High Expectations....of Change

High Expectations....of Change

On this ceremonious day (for a few of you out there), I'm left thinking about a recent experience on a digital transformation project I had.

The beginning was wonderful. Big "hooray!" meeting and pulled everyone together with a very sleek and motivating PPT deck. Seemed the upper management team was very engaged and in support of the changes to be made.

Not to say things went downhill fast, but the reality quickly sunk in that the beginning of the change was actually giving up an old way of thinking/doing/managing... and spending. Spending not just dollars, but also how the organization spent its time and spent its energy.

About three months in after the initial afterglow wore off, I remember the team wanting to know more about the phase after this initial 'streamlining' and 'savings' phase. The "reset" phase was well underway, and it was time for growth. The issue was, the growth plan wasn't quite clear, specifically the how of the plan. I found myself thinking that most people in the organization were mistaking a 'plan' for a 'strategy', and that the 'plan' of "grow the business" wasn't really armed with any definition of an over-arching narrative in decision-making, or more importantly a clear framework to determine what not to do as part of the strategy.

What started out as high expectations of change and a motivated "art of the possible" quickly changed to a degree of cynicism and doubt.

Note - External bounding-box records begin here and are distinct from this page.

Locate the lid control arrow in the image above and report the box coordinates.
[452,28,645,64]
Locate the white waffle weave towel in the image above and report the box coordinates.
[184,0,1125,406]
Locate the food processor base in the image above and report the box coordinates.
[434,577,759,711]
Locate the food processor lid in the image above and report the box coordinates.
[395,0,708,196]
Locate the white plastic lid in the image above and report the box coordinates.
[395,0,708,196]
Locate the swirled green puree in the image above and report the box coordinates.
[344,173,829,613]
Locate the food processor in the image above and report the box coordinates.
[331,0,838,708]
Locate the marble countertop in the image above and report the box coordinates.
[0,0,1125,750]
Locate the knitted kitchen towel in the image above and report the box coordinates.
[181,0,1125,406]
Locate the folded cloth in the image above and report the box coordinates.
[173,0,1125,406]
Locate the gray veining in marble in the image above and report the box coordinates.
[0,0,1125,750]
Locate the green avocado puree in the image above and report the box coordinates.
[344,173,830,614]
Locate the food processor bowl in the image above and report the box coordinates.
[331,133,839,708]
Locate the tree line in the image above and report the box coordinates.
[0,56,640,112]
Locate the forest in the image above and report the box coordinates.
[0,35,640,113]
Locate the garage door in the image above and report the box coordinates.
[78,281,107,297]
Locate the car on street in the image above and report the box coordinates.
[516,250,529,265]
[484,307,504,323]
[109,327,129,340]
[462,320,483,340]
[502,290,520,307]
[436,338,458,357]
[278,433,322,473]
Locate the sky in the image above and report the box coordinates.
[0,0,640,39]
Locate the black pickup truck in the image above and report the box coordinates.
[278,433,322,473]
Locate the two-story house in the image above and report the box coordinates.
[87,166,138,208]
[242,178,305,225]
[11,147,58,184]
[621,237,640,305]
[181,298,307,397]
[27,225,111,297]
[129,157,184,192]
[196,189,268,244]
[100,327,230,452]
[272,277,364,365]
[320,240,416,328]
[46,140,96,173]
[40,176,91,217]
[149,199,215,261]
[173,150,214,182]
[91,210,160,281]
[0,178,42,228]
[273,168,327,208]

What I learned from the expectation setting, lack of change management and approach to the transformation were a few things:

  1. Change management isn't an event that happens. It's not a meeting, and it's not a series of meetings or messages. It's a change in thinking, in communication, in partnership, and in execution... it's sustained, and everyone's responsibility, not just a 'Transformation Office'.
  2. Plans aren't Strategies, and vice-versa. A plan is a series of steps. A strategy is an over-arching framework for achieving an end goal. Objectives that lack measurable and actionable methods are useless. "Grow AOV by 10%" is the objective, so there have to be Key-Results to achieving that. My hot-take is that most people don't understand OKRs and substitute them for goal-setting and don't put in the effort to really think them through.
  3. Not everyone is cut out to lead or be led. I saw a lot of mistakes, and I made a few of them as a leader of a team, in picking the people I had already as leaders of the change vs. spending the time to find the right people (even if they were not yet in the organization). I think the pace of wanting the change to happen overrode the need to be intentional about the changes. In short, doing the change seemed more valuable than actually seeing a change in thinking / in performance / in collaboration.
  4. Leading a transformation effort is a full-time job. The common miss is that, outside of a 'Transformation Office' or some of the PMO team, leaders do not set clear expectations on the degree of and % of the time needed by Directors, VPs and above to simply be there for the team. At the onset, I did not put enough time in for my team, and part of that reason was that the pace of the transformation at times seemed more important than whether we were actually achieving the goals (more than just $$'s saved).

What I'll leave you with is that the difference in expectation vs. reality is in part what leads to a high degree of satisfaction or dissatisfaction, and in the case of a large-scale transformation having unclear and lofty expectations is a disaster for the company and most importantly for the team & culture.